Class: Ferret::Search::TermScorer

Inherits:

Scorer

Object
Scorer
Ferret::Search::TermScorer

show all

Defined in:: lib/ferret/search/term_scorer.rb

Overview

Expert: A Scorer for documents matching a Term.

Constant Summary collapse

SCORE_CACHE_SIZE =

Constants inherited from Scorer

Scorer::MAX_DOCS

Instance Attribute Summary collapse

#doc ⇒ Object readonly

Returns the current document number matching the query.

Attributes inherited from Scorer

#similarity

Instance Method Summary collapse

#each_hit ⇒ Object

Expert: Iterates over matching all documents, yielding the document number and the score.
#each_hit_up_to(max = MAX_DOCS) ⇒ Object

Expert: Iterates over matching documents in a range.
#explain(doc) ⇒ Object

Returns an explanation of the score for a document.
#initialize(weight, td, similarity, norms) ⇒ TermScorer constructor

Construct a TermScorer.
#next? ⇒ Boolean

Advances to the next document matching the query.
#score ⇒ Object
#skip_to(target) ⇒ Object

Skips to the first match beyond the current whose document number is greater than or equal to a given target.
#to_s ⇒ Object

Returns a string representation of this TermScorer.

Constructor Details

#initialize(weight, td, similarity, norms) ⇒ `TermScorer`

Construct a TermScorer.

weight: The weight of the Term in the query.
td: An iterator over the documents matching the Term.
similarity: The Similarity implementation to be used for score

computations.

norms: The field norms of the document fields for the Term.

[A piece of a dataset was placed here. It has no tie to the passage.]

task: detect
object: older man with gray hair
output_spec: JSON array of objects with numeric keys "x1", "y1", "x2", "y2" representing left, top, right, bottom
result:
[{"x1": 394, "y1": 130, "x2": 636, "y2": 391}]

# File 'lib/ferret/search/term_scorer.rb', line 16

def initialize(weight, td, similarity, norms) 
  super(similarity)

  @doc = 0
  @docs = Array.new(SCORE_CACHE_SIZE, 0) # buffered doc numbers
  @freqs = Array.new(SCORE_CACHE_SIZE, 0) # buffered term freqs
  @pointer = @pointer_max = 0;
  @score_cache = Array.new(SCORE_CACHE_SIZE)

  @weight = weight
  @term_docs = td
  @norms = norms
  @weight_value = weight.value

  SCORE_CACHE_SIZE.times do |i|
    @score_cache[i] = similarity().tf(i) * @weight_value
  end
end

Instance Attribute Details

#doc ⇒ `Object` (readonly)

Returns the current document number matching the query. Initially invalid, until #next() is called the first time.



8
9
10

# File 'lib/ferret/search/term_scorer.rb', line 8

def doc
  @doc
end

Instance Method Details

#each_hit ⇒ `Object`

Expert: Iterates over matching all documents, yielding the document number and the score.

returns: true if more matching documents may remain.

# File 'lib/ferret/search/term_scorer.rb', line 39

def each_hit() # :yields: doc, score
  sim = similarity() # cache sim in local
  while next?
    f = @freqs[@pointer]

    # compute tf(f)*weight
    if f < SCORE_CACHE_SIZE                    # check cache
      score = @score_cache[f]                  # cache hit
    else
      score = sim.tf(f) * @weight_value # cache miss
    end

    score *= sim.decode_norm(@norms[@doc])      # normalize for field

    yield(@doc, score)                         # collect score
  end
end

#each_hit_up_to(max = MAX_DOCS) ⇒ `Object`

Expert: Iterates over matching documents in a range.

NOTE: that #next? needs to be called first.

max: Do not score documents past this. Default will search all documents

avaliable.

returns: true if more matching documents may remain.

# File 'lib/ferret/search/term_scorer.rb', line 64

def each_hit_up_to(max = MAX_DOCS) # :yields: doc, score
  sim = similarity() # cache sim in local
  while (@doc < max) # for docs in window
    f = @freqs[@pointer]

    # compute tf(f)*weight
    if f < SCORE_CACHE_SIZE                    # check cache
      score = @score_cache[f]                  # cache hit
    else
      score = sim.tf(f) * @weight_value # cache miss
    end

    score *= sim.decode_norm(@norms[@doc])      # normalize for field

    yield(@doc, score)                         # collect score
    if not next?
      return false
    end
  end
  return true # false if we didn't find +max+ hits
end

#explain(doc) ⇒ `Object`

Returns an explanation of the score for a document.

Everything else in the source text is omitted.